To find the maximum slope occurring on the beam, we can use the equation for slope:
θ = (Mx * L^2) / (2 * E * I)
Where:
θ = maximum slope (in radians)
Mx = maximum moment at the location of interest (in Nm)
L = length of the beam (in meters)
E = modulus of elasticity (in N/m^2)
I = moment of inertia of the beam (in mm^4)
Given:
Couple = 25 kN/m = 25,000 N/m
E = 250 GPa = 250,000 N/mm^2
I = 1,000,000 mm^4
- Identify the given values and convert them if necessary.
Couple = 25,000 N/m
E = 250,000 N/mm^2
I = 1,000,000 mm^4
- Calculate the maximum moment at the location of interest.
The couple acting on the beam creates a bending moment. The maximum moment occurs at the supports and is equal to the product of the couple and the distance to the support.
Maximum moment = Couple * L
Given that the beam is simply supported, the maximum moment occurs at the support, which is at a distance of L/2 from the location of interest.
Maximum moment = Couple * (L/2)
Substituting the given values:
Maximum moment = 25,000 * (L/2)
- Substitute the values into the equation for slope.
θ = (Mx * L^2) / (2 * E * I)
Substituting the maximum moment:
θ = (25,000 * (L/2) * L^2) / (2 * 250,000 * 1,000,000)
Simplifying:
θ = (12,500 * L^3) / (500,000,000)
θ = 25 * L^3 / 1,000,000,000
- Substitute the length of the beam and calculate the maximum slope.
Given that the length of the beam is not provided in the question, we cannot calculate the exact maximum slope. However, if we assume a length of 1 meter for the beam, the calculation becomes:
θ = 25 * (1^3) / 1,000,000,000
θ = 25 / 1,000,000,000
Converting the slope from radian to the requested format (× 10^-5 radian):
θ = 25 / 1,000,000,000 * 10^5
θ ≈ 2.5 × 10^-5 radian
Therefore, the maximum slope occurring on the beam is approximately 2.5 × 10^-5 radian, not 3.3 as stated in the answer.

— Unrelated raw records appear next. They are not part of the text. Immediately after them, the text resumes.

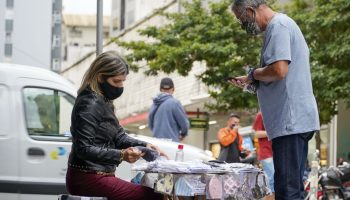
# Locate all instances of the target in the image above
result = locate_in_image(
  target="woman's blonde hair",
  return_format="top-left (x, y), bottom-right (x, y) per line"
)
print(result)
top-left (78, 51), bottom-right (129, 95)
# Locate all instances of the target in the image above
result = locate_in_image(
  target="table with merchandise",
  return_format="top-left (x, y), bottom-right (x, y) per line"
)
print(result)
top-left (133, 160), bottom-right (271, 200)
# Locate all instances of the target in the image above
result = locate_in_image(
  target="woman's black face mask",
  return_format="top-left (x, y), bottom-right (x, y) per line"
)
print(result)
top-left (100, 81), bottom-right (124, 100)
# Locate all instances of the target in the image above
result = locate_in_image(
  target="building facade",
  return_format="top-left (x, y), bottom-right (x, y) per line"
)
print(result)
top-left (61, 14), bottom-right (110, 71)
top-left (0, 0), bottom-right (62, 72)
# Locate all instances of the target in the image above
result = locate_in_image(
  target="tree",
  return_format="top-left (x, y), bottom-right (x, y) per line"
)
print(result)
top-left (117, 0), bottom-right (261, 111)
top-left (117, 0), bottom-right (350, 123)
top-left (288, 0), bottom-right (350, 123)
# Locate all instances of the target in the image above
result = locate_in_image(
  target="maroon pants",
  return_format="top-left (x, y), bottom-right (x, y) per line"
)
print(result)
top-left (66, 168), bottom-right (162, 200)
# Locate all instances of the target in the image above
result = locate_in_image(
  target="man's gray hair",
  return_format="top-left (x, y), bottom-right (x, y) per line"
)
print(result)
top-left (231, 0), bottom-right (266, 10)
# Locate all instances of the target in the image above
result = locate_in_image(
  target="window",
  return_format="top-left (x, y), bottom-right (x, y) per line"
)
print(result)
top-left (5, 44), bottom-right (12, 57)
top-left (5, 19), bottom-right (13, 32)
top-left (0, 84), bottom-right (11, 136)
top-left (119, 0), bottom-right (126, 30)
top-left (52, 58), bottom-right (60, 72)
top-left (6, 0), bottom-right (14, 8)
top-left (5, 32), bottom-right (12, 44)
top-left (52, 35), bottom-right (61, 48)
top-left (69, 26), bottom-right (83, 38)
top-left (23, 88), bottom-right (74, 137)
top-left (53, 11), bottom-right (62, 24)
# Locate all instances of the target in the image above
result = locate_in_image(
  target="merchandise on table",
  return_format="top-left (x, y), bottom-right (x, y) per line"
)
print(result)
top-left (133, 160), bottom-right (271, 200)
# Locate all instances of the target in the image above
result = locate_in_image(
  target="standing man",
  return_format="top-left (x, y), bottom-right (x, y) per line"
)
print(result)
top-left (148, 78), bottom-right (189, 142)
top-left (230, 0), bottom-right (320, 200)
top-left (217, 113), bottom-right (245, 163)
top-left (253, 112), bottom-right (275, 197)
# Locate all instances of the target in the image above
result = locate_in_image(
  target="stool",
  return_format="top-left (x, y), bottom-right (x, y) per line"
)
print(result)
top-left (58, 194), bottom-right (107, 200)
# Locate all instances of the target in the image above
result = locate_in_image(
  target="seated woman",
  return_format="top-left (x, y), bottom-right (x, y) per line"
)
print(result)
top-left (66, 51), bottom-right (166, 200)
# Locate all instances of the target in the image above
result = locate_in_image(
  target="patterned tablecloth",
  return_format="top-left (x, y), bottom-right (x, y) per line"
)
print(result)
top-left (134, 161), bottom-right (271, 200)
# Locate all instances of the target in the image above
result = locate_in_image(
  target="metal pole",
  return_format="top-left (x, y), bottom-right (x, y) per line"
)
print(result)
top-left (96, 0), bottom-right (103, 55)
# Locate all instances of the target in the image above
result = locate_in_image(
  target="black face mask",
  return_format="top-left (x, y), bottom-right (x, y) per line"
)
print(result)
top-left (100, 81), bottom-right (124, 100)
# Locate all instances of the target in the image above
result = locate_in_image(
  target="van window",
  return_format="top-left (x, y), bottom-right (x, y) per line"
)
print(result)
top-left (0, 84), bottom-right (10, 136)
top-left (23, 88), bottom-right (74, 137)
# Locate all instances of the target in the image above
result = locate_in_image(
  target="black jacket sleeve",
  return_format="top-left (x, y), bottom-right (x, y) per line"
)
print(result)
top-left (114, 124), bottom-right (147, 149)
top-left (72, 101), bottom-right (120, 164)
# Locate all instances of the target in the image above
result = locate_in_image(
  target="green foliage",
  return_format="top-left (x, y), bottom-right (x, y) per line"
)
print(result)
top-left (289, 0), bottom-right (350, 123)
top-left (117, 0), bottom-right (261, 111)
top-left (117, 0), bottom-right (350, 123)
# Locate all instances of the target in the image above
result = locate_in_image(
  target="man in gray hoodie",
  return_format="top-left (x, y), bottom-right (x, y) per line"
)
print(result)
top-left (148, 78), bottom-right (189, 142)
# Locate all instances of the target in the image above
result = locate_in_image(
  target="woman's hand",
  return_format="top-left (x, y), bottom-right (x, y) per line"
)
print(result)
top-left (146, 143), bottom-right (169, 160)
top-left (123, 147), bottom-right (144, 163)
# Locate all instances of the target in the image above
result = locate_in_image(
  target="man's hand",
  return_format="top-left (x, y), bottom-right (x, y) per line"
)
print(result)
top-left (146, 143), bottom-right (169, 160)
top-left (123, 147), bottom-right (144, 163)
top-left (228, 76), bottom-right (252, 88)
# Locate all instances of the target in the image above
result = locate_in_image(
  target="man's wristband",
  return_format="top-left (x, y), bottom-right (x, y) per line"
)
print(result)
top-left (247, 68), bottom-right (256, 82)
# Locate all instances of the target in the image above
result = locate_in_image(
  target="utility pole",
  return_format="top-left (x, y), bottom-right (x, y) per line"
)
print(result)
top-left (96, 0), bottom-right (103, 56)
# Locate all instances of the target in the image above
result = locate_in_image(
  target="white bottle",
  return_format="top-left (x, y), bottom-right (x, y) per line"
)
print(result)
top-left (175, 144), bottom-right (184, 162)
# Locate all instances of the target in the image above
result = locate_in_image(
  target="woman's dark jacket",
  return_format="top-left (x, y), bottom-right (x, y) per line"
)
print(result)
top-left (68, 88), bottom-right (146, 172)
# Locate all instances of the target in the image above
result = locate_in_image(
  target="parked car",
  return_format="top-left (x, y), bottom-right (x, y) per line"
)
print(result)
top-left (0, 64), bottom-right (212, 200)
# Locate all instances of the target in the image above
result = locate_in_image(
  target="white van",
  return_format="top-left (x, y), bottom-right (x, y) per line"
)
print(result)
top-left (0, 64), bottom-right (213, 200)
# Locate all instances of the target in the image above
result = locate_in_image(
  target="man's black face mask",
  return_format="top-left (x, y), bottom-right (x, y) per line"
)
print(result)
top-left (241, 10), bottom-right (262, 35)
top-left (100, 81), bottom-right (124, 100)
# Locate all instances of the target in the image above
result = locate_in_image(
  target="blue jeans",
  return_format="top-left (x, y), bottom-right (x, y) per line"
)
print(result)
top-left (272, 131), bottom-right (314, 200)
top-left (260, 157), bottom-right (275, 192)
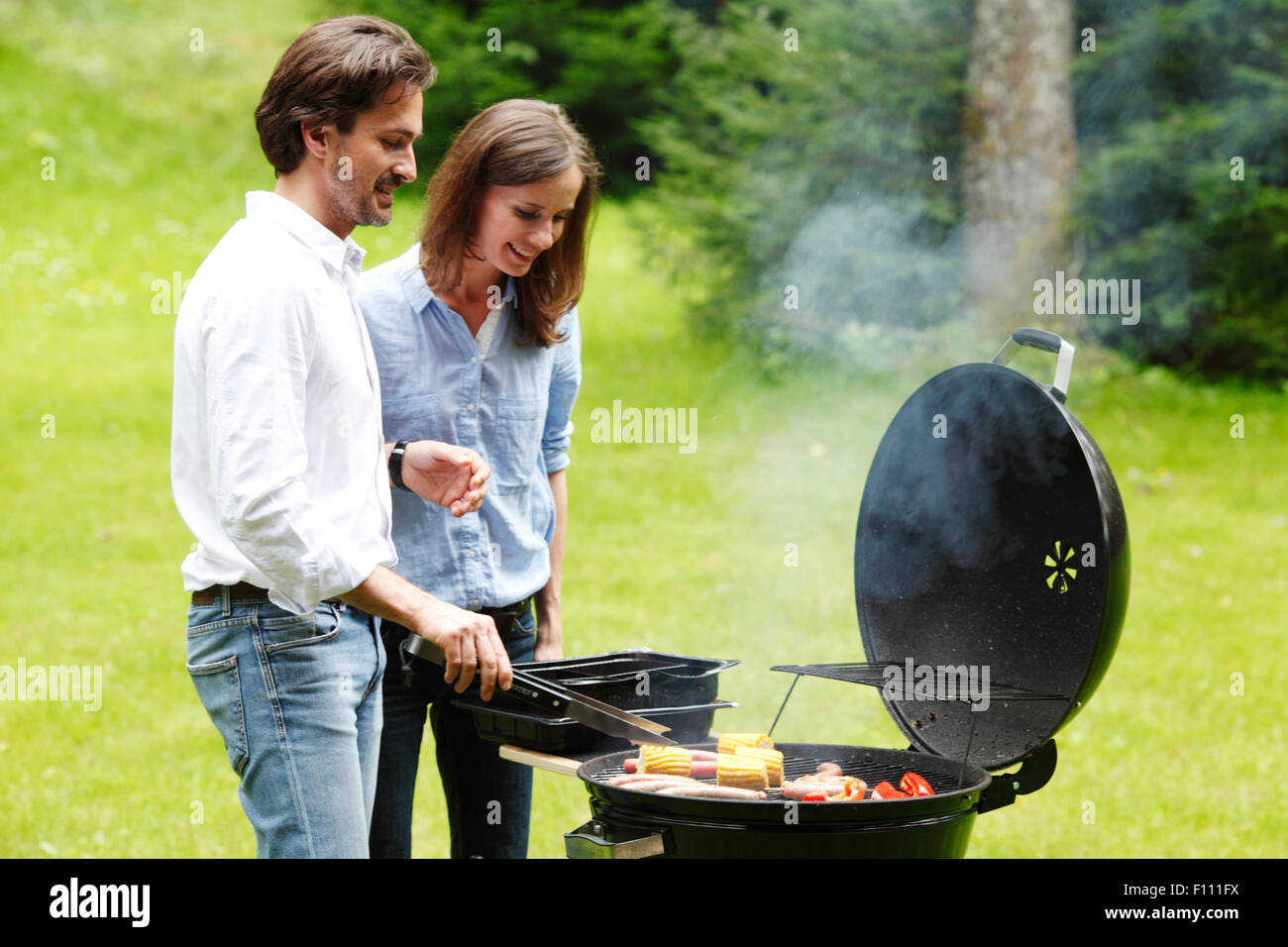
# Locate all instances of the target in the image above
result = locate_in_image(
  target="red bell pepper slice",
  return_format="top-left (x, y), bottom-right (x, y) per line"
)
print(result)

θ = (Mx * L^2) / (2 * E * I)
Where:
θ = maximum slope (in radians)
Mx = maximum moment at the location of interest (in Nm)
L = length of the beam (in meters)
E = modulus of elasticity (in N/m^2)
I = moment of inertia of the beam (in mm^4)
Given:
Couple = 25 kN/m = 25,000 N/m
E = 250 GPa = 250,000 N/mm^2
I = 1,000,000 mm^4
- Identify the given values and convert them if necessary.
Couple = 25,000 N/m
E = 250,000 N/mm^2
I = 1,000,000 mm^4
- Calculate the maximum moment at the location of interest.
The couple acting on the beam creates a bending moment. The maximum moment occurs at the supports and is equal to the product of the couple and the distance to the support.
Maximum moment = Couple * L
Given that the beam is simply supported, the maximum moment occurs at the support, which is at a distance of L/2 from the location of interest.
Maximum moment = Couple * (L/2)
Substituting the given values:
Maximum moment = 25,000 * (L/2)
- Substitute the values into the equation for slope.
θ = (Mx * L^2) / (2 * E * I)
Substituting the maximum moment:
θ = (25,000 * (L/2) * L^2) / (2 * 250,000 * 1,000,000)
Simplifying:
θ = (12,500 * L^3) / (500,000,000)
θ = 25 * L^3 / 1,000,000,000
- Substitute the length of the beam and calculate the maximum slope.
Given that the length of the beam is not provided in the question, we cannot calculate the exact maximum slope. However, if we assume a length of 1 meter for the beam, the calculation becomes:
θ = 25 * (1^3) / 1,000,000,000
θ = 25 / 1,000,000,000
Converting the slope from radian to the requested format (× 10^-5 radian):
θ = 25 / 1,000,000,000 * 10^5
θ ≈ 2.5 × 10^-5 radian
Therefore, the maximum slope occurring on the beam is approximately 2.5 × 10^-5 radian, not 3.3 as stated in the answer.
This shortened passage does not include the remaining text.